- Other names: Amamit, Ishtar
- Abode: World of Darkness
- Planet: Venus
- Parents: Ruha and Ur

Equivalents
- Akkadian: Inanna (Delebat)

= Libat =

Planet Venus in Mandaeism

In Mandaeism, Libat (ࡋࡉࡁࡀࡕ) is the Mandaic name for the planet Venus. Libat is one of the seven planets (ࡔࡅࡁࡀ), who are part of the entourage of Ruha in the World of Darkness.

In Mandaean astrology, Libat is associated with success in love and reproduction. Libat's name is derived from the Akkadian Delebat, with the first syllable of the Akkadian original possibly originally omitted due to being analyzed as the Mandaic relative pronoun ḏ (ࡖ). Other Mandaean names for Libat include Argiuat, Daitia, Kukbat (the diminutive of 'star'), Spindar, as well as Ruha or Ruha ḏ-Qudša (Holy Spirit) and her epithets – Amamit (as an inhabitant of the underworld), and ʿstira (or Estira, i.e., Ishtar or Astarte).

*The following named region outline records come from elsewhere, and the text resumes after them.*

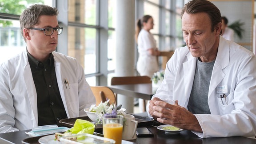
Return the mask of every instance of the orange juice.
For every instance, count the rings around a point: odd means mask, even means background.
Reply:
[[[121,144],[123,126],[120,124],[107,124],[103,125],[104,137],[116,140],[116,144]]]

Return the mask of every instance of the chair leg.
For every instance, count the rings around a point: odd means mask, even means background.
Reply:
[[[146,111],[145,100],[142,99],[139,99],[139,108],[140,112],[143,112]]]

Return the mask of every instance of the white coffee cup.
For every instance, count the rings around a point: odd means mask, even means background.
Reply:
[[[137,138],[136,129],[137,126],[138,121],[135,120],[134,116],[124,114],[122,139],[124,140],[136,139]]]

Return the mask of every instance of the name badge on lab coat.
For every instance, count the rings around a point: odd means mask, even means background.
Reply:
[[[228,85],[221,85],[216,88],[216,93],[228,93]]]

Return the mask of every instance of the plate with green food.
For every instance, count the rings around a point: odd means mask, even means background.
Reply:
[[[180,132],[184,130],[169,124],[161,125],[158,126],[157,128],[159,130],[165,131],[166,133],[171,134],[179,133]]]

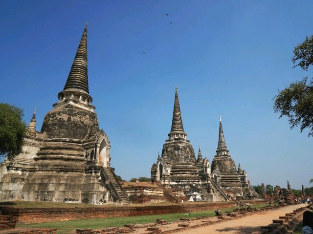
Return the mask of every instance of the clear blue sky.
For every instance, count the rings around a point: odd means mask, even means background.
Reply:
[[[313,138],[279,119],[272,99],[313,75],[291,61],[313,34],[313,12],[310,0],[2,0],[0,102],[23,108],[27,123],[36,107],[40,130],[88,21],[89,92],[117,174],[150,176],[177,86],[195,151],[212,161],[221,114],[230,153],[252,184],[308,187]]]

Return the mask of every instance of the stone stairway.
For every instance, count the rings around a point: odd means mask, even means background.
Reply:
[[[227,193],[225,192],[218,185],[217,185],[215,182],[211,179],[210,179],[210,181],[211,181],[211,184],[213,187],[216,191],[218,191],[220,194],[225,198],[225,201],[229,201],[229,198],[227,195]]]
[[[103,172],[110,180],[110,182],[115,191],[115,194],[123,205],[131,204],[130,198],[117,179],[116,175],[111,168],[103,168]]]

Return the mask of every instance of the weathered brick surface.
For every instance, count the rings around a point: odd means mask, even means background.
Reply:
[[[0,231],[0,234],[56,234],[55,228],[17,228]]]
[[[250,204],[264,203],[262,201]],[[113,217],[179,213],[207,210],[227,208],[235,206],[234,202],[193,203],[183,205],[135,207],[132,206],[88,208],[16,208],[0,207],[2,214],[12,215],[20,223],[31,223],[54,221],[70,220]]]
[[[16,224],[16,217],[13,215],[0,214],[0,230],[14,228]]]

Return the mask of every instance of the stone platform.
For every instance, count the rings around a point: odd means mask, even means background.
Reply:
[[[253,205],[264,201],[249,201]],[[16,216],[18,223],[32,223],[76,219],[181,213],[234,207],[235,202],[194,202],[163,206],[102,206],[75,208],[19,208],[0,207],[5,215]]]

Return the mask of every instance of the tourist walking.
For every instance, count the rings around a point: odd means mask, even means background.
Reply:
[[[313,234],[313,213],[311,212],[303,213],[302,234]]]

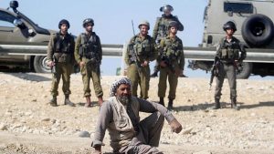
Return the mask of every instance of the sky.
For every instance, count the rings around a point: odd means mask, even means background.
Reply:
[[[9,0],[1,0],[0,6],[7,8]],[[171,5],[172,14],[177,15],[184,26],[177,36],[183,40],[184,46],[197,46],[202,42],[204,32],[204,10],[207,0],[18,0],[19,10],[41,27],[58,30],[58,25],[61,19],[70,23],[68,32],[79,36],[84,32],[82,21],[85,18],[94,20],[93,31],[100,37],[101,44],[125,45],[139,32],[138,24],[142,20],[149,21],[152,35],[156,17],[163,14],[160,7]],[[121,58],[103,57],[102,75],[115,75],[116,68],[121,67]],[[153,71],[153,63],[151,63]],[[110,67],[111,66],[111,67]],[[205,71],[186,68],[188,77],[209,77]]]

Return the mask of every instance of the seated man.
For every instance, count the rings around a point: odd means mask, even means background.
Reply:
[[[127,77],[114,82],[110,99],[102,104],[91,143],[101,153],[102,141],[108,129],[111,147],[115,153],[162,153],[159,146],[164,118],[174,132],[179,133],[182,125],[163,106],[132,96],[132,83]],[[139,111],[152,113],[140,121]]]

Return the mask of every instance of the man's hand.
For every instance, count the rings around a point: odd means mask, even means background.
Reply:
[[[47,62],[47,66],[50,67],[53,67],[54,65],[55,65],[55,63],[53,61],[48,61]]]
[[[166,64],[164,61],[161,61],[160,62],[160,66],[163,67],[166,67]]]
[[[177,134],[181,132],[181,130],[182,130],[182,125],[177,121],[176,118],[174,118],[174,120],[172,120],[169,123],[169,125],[170,125],[173,132],[175,132]]]
[[[101,146],[97,146],[94,149],[96,154],[101,154]]]

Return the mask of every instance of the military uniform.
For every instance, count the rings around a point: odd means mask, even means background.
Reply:
[[[241,53],[239,55],[239,53]],[[236,84],[236,60],[243,61],[246,58],[246,50],[236,37],[232,36],[231,40],[222,38],[217,46],[216,55],[220,59],[218,65],[218,76],[216,78],[215,100],[219,104],[221,98],[221,90],[226,76],[228,79],[230,87],[230,99],[232,105],[236,106],[237,101],[237,84]]]
[[[149,35],[145,37],[137,35],[131,39],[125,54],[125,63],[128,66],[127,77],[132,82],[132,95],[137,97],[137,87],[140,83],[141,98],[144,99],[148,98],[150,67],[149,65],[143,67],[141,64],[145,60],[153,61],[156,58],[158,53],[154,42]],[[137,62],[132,59],[133,52],[135,52]]]
[[[100,66],[102,59],[102,50],[100,37],[92,32],[91,35],[80,34],[76,40],[75,59],[78,63],[84,62],[80,67],[84,84],[84,97],[90,97],[90,81],[93,81],[93,87],[97,98],[103,96],[100,86]]]
[[[68,96],[70,74],[74,65],[74,38],[67,34],[65,36],[60,33],[53,34],[50,37],[47,46],[47,59],[56,61],[56,73],[52,76],[51,95],[57,97],[58,95],[58,88],[60,77],[63,79],[63,92],[65,96]],[[55,59],[53,59],[55,56]]]
[[[157,61],[160,64],[163,61],[165,67],[160,67],[160,77],[158,84],[158,97],[163,99],[165,97],[166,79],[170,85],[168,98],[169,106],[172,107],[173,100],[175,98],[176,87],[178,83],[178,74],[176,72],[184,70],[184,55],[183,50],[182,40],[175,36],[171,38],[169,36],[160,42],[162,51]],[[161,103],[162,104],[162,103]]]
[[[175,21],[178,24],[178,30],[183,31],[184,30],[184,26],[183,24],[179,21],[177,16],[174,16],[173,15],[170,15],[169,16],[166,16],[164,14],[162,15],[162,17],[157,17],[154,29],[153,29],[153,37],[155,39],[156,44],[159,45],[161,39],[166,37],[168,36],[168,26],[169,23],[172,21]],[[154,67],[154,73],[159,71],[160,66],[156,62],[155,67]]]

In the Right Ginza, Libat is described with the term daiuia, a loanword derived from Middle Persian dēw "demon". The planet is identified in this context with Amamit, a demonic figure derived from the Mesopotamian goddess Mamitu. An exception from the negative Mandaean perception of Venus are late antique magical formulas, in which Libat is sometimes invoked in a positive context, to secure success in love or procreation.